Le rôle de l’ONU n’est pas entièrement négatif. Peut-être qu’on leur a trop demandé par rapport à leurs moyens et leur mission dans un pays où l’autorité de l’Etat fait défaut. La mission de l’ONU s’est ainsi parfois substituée à l’Etat là où il n’existe pas, construisant des routes, ponts, prisons, dispensaires…. Son soutien à la période de transition politique fut appréciable. Elle a permis d’atténuer les différentes crises qui ont miné le processus. Elle a recruté et formé du personnel congolais de grande qualité. La Radio Okapi a joué un grand rôle dans l’information et l’unification du pays. Plusieurs Casques bleus ont versé leur sang pour accomplir leur mission. Il faut rappeler qu’après la prise de Goma, le 20 novembre 2012, par le M23 (Mouvement du 23 mars), cette milice armée fut finalement défaite, le 30 octobre 2013, grâce à des pressions exercées par la communauté internationale sur le Rwanda et à la suite d’une contre-offensive fulgurante menée conjointement par les FARDC et la Brigade d’intervention de la MONUSCO.

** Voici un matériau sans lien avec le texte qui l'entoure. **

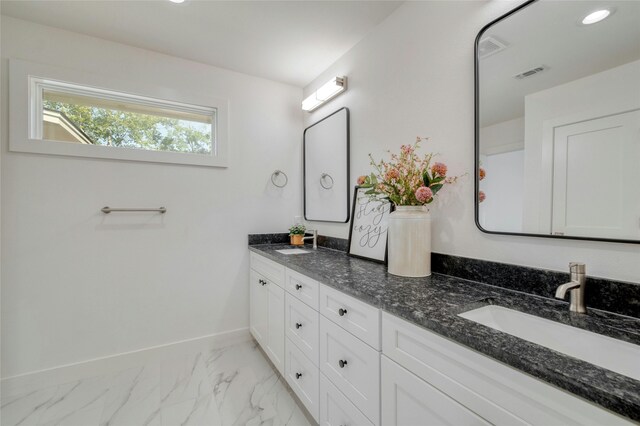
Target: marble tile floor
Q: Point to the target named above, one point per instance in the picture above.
(235, 385)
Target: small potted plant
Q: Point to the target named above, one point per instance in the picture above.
(296, 233)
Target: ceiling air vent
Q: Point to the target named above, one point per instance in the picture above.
(489, 46)
(529, 73)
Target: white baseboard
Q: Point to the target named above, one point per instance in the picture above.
(111, 364)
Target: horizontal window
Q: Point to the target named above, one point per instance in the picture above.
(79, 114)
(78, 118)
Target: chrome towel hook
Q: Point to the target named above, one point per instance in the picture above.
(275, 175)
(323, 177)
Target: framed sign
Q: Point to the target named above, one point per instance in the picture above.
(369, 224)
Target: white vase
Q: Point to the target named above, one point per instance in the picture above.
(409, 251)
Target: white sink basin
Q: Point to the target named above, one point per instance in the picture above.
(612, 354)
(292, 251)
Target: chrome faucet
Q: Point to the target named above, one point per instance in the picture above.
(314, 236)
(576, 287)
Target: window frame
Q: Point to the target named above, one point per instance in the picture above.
(27, 81)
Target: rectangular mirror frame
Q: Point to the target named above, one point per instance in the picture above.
(477, 145)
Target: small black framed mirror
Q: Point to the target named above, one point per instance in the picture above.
(326, 168)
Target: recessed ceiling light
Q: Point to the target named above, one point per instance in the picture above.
(596, 16)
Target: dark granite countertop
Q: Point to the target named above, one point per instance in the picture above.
(434, 303)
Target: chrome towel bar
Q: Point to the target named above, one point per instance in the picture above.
(108, 210)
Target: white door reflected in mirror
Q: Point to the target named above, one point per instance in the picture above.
(558, 130)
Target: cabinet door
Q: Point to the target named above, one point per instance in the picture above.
(408, 400)
(303, 377)
(275, 325)
(258, 307)
(352, 366)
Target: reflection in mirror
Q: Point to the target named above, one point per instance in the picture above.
(558, 121)
(326, 169)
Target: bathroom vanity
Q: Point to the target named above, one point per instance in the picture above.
(360, 346)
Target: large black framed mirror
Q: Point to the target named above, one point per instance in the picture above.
(557, 121)
(326, 169)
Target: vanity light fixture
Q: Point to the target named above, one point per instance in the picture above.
(328, 91)
(596, 16)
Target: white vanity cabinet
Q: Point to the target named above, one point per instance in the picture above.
(423, 372)
(266, 308)
(352, 364)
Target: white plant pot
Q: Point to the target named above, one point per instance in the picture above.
(409, 251)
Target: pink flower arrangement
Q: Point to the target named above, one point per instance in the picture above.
(424, 194)
(439, 169)
(407, 179)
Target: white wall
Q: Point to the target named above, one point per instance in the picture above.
(413, 75)
(77, 284)
(503, 187)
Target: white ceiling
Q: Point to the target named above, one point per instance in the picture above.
(548, 33)
(287, 41)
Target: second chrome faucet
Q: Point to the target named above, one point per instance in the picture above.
(576, 288)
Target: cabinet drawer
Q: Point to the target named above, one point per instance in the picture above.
(303, 377)
(498, 393)
(336, 409)
(303, 287)
(269, 269)
(408, 400)
(352, 366)
(302, 327)
(359, 318)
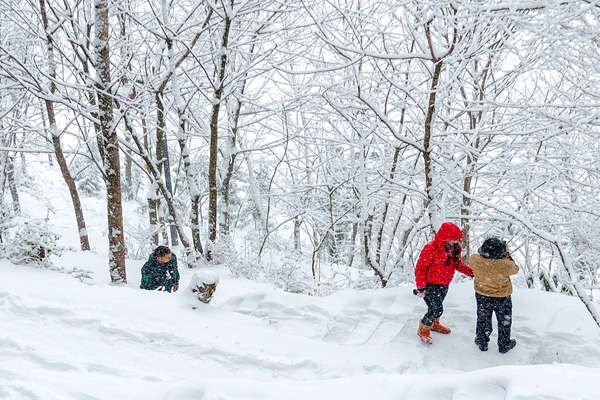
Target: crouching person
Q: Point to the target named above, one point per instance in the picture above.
(434, 271)
(492, 268)
(160, 271)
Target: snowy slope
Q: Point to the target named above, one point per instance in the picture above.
(66, 339)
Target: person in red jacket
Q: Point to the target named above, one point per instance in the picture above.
(434, 272)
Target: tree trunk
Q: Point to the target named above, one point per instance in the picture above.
(214, 138)
(429, 203)
(110, 143)
(60, 158)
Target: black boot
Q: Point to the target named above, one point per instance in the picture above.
(511, 345)
(482, 346)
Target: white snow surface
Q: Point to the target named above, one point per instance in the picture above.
(62, 338)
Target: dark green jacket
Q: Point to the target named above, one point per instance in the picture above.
(154, 276)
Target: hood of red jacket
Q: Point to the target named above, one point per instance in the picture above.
(448, 231)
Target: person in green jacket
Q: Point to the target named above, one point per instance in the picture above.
(160, 271)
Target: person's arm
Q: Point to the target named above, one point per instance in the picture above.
(423, 263)
(175, 273)
(464, 268)
(145, 284)
(508, 267)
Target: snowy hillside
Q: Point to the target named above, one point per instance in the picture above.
(62, 338)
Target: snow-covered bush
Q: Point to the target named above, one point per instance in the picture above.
(6, 222)
(87, 177)
(32, 244)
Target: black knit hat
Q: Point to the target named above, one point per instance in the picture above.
(493, 248)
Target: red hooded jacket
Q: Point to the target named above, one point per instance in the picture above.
(431, 266)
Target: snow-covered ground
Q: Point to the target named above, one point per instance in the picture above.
(61, 338)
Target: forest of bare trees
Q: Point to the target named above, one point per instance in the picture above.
(333, 132)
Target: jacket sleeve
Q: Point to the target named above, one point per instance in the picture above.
(423, 263)
(464, 268)
(508, 267)
(145, 278)
(175, 269)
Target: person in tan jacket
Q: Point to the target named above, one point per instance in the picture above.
(492, 269)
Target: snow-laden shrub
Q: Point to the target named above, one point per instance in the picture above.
(87, 177)
(6, 222)
(32, 244)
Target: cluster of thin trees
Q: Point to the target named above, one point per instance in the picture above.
(352, 128)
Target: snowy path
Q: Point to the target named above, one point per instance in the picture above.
(63, 339)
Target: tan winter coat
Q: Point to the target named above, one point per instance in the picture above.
(492, 277)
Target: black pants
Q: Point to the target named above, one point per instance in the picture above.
(486, 306)
(434, 298)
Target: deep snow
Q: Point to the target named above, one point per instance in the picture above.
(66, 339)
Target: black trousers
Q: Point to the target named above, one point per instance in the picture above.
(434, 298)
(486, 306)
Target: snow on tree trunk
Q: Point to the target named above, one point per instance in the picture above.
(110, 144)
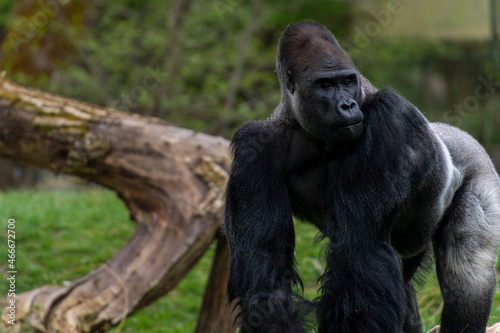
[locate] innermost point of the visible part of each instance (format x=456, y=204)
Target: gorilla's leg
x=465, y=248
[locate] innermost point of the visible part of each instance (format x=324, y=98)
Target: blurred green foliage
x=136, y=57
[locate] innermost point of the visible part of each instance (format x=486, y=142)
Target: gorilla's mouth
x=353, y=127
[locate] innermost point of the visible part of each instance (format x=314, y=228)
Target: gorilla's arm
x=258, y=223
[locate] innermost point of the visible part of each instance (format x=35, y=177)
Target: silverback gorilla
x=381, y=183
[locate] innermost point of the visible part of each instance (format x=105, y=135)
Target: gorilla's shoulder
x=386, y=98
x=261, y=133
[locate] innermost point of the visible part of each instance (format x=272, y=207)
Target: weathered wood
x=171, y=180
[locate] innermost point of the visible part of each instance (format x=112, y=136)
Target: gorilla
x=387, y=189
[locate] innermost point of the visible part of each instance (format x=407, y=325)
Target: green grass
x=63, y=235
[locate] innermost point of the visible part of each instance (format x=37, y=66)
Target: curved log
x=171, y=180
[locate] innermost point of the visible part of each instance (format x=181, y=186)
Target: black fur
x=378, y=180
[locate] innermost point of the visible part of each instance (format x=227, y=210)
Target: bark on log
x=171, y=180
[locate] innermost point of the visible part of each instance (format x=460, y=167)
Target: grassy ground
x=56, y=237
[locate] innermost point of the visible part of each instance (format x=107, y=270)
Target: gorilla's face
x=326, y=103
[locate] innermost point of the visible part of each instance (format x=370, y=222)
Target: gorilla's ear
x=290, y=83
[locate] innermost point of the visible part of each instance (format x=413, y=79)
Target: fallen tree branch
x=171, y=180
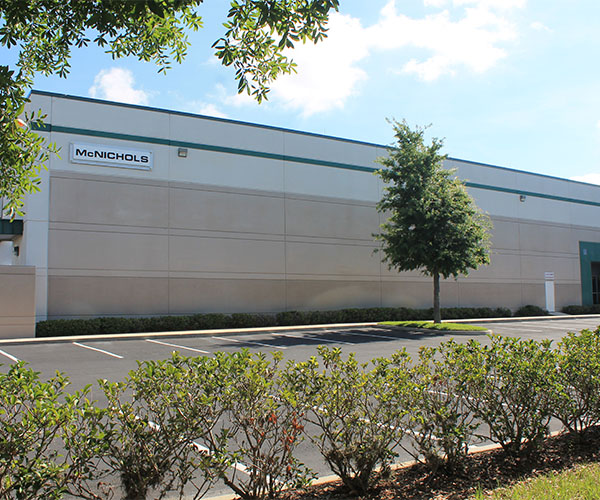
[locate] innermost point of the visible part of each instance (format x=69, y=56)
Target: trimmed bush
x=509, y=386
x=35, y=417
x=263, y=426
x=356, y=412
x=439, y=422
x=577, y=403
x=530, y=310
x=107, y=325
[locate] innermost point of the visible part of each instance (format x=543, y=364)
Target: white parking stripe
x=521, y=328
x=177, y=346
x=372, y=335
x=250, y=342
x=313, y=337
x=108, y=353
x=9, y=356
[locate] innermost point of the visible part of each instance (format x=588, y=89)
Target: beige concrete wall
x=119, y=247
x=230, y=230
x=17, y=301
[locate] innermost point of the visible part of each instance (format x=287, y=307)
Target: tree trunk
x=437, y=314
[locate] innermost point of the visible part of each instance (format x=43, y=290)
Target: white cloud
x=472, y=41
x=327, y=74
x=593, y=178
x=205, y=108
x=539, y=26
x=117, y=84
x=461, y=34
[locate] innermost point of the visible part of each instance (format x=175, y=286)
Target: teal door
x=589, y=256
x=595, y=282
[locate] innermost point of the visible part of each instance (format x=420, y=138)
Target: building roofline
x=283, y=129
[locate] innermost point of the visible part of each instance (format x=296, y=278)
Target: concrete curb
x=523, y=318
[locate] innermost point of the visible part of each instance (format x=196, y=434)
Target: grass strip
x=579, y=483
x=429, y=325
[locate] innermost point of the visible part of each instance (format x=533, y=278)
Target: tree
x=434, y=225
x=44, y=32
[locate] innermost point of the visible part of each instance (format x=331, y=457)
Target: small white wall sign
x=110, y=156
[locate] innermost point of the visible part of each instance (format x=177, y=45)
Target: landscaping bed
x=482, y=472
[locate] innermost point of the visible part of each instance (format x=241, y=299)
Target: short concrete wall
x=17, y=301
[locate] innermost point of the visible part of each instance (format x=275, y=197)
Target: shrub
x=591, y=309
x=577, y=403
x=530, y=310
x=152, y=423
x=439, y=422
x=356, y=412
x=263, y=427
x=508, y=385
x=34, y=417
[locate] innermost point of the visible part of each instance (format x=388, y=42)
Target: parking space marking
x=521, y=328
x=250, y=342
x=9, y=356
x=312, y=337
x=108, y=353
x=177, y=346
x=372, y=335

Avec un budget annuel de près de 1,5 milliards de dollars, son poids économique est important. Son effectif qui s’est élevée jusqu’à près de 16.000 personnes a contribué à l’économie nationale par ses consommations dans les magasins, restaurants, hôtels. A ceci, il faut ajouter les loyers payés pour les habitations et autres bâtiments. Tout ceci, constituera un manque à gagner pour la population. Du fait de l’absence de la MONUSCO, certaines ONG (Organisation non gouvernementale) vont mettre fin à leurs activités dans certaines parties du pays à cause de l’insécurité. Le retrait de la MONUSCO survient alors que l’Est du pays est toujours en proie à des violences orchestrées par le M23. Après le non-renouvellement par le gouvernement, le 8 décembre 2023, du mandat de la force régionale déployée par l’EAC (Communauté d’Afrique de l’Est) à cause de son inefficacité à combattre les rebelles, des troupes de la SADC (Conférence de coordination pour le développement de l’Afrique australe) sont venues à la rescousse pour imposer la paix dans l’Est du pays. Ceci avait été décidé le 8 mai 2023 lors du Sommet des chefs d’Etat à Windhoek (Namibie). L’Afrique du Sud, le Malawi et la Tanzanie s’étaient engagés à cet effet. Mais si la situation sécuritaire continue à se détériorer, la communauté internationale craint que la RD Congo ne demande le retour d’une autre mission de l’ONU.

Une nouvelle mission coûtera plus cher et il n’est pas sûr de trouver des financements et des troupes. La seule option qui reste est la négociation d’une formule de paix dans la région. Ce qui sera difficile à faire admettre au peuple congolais.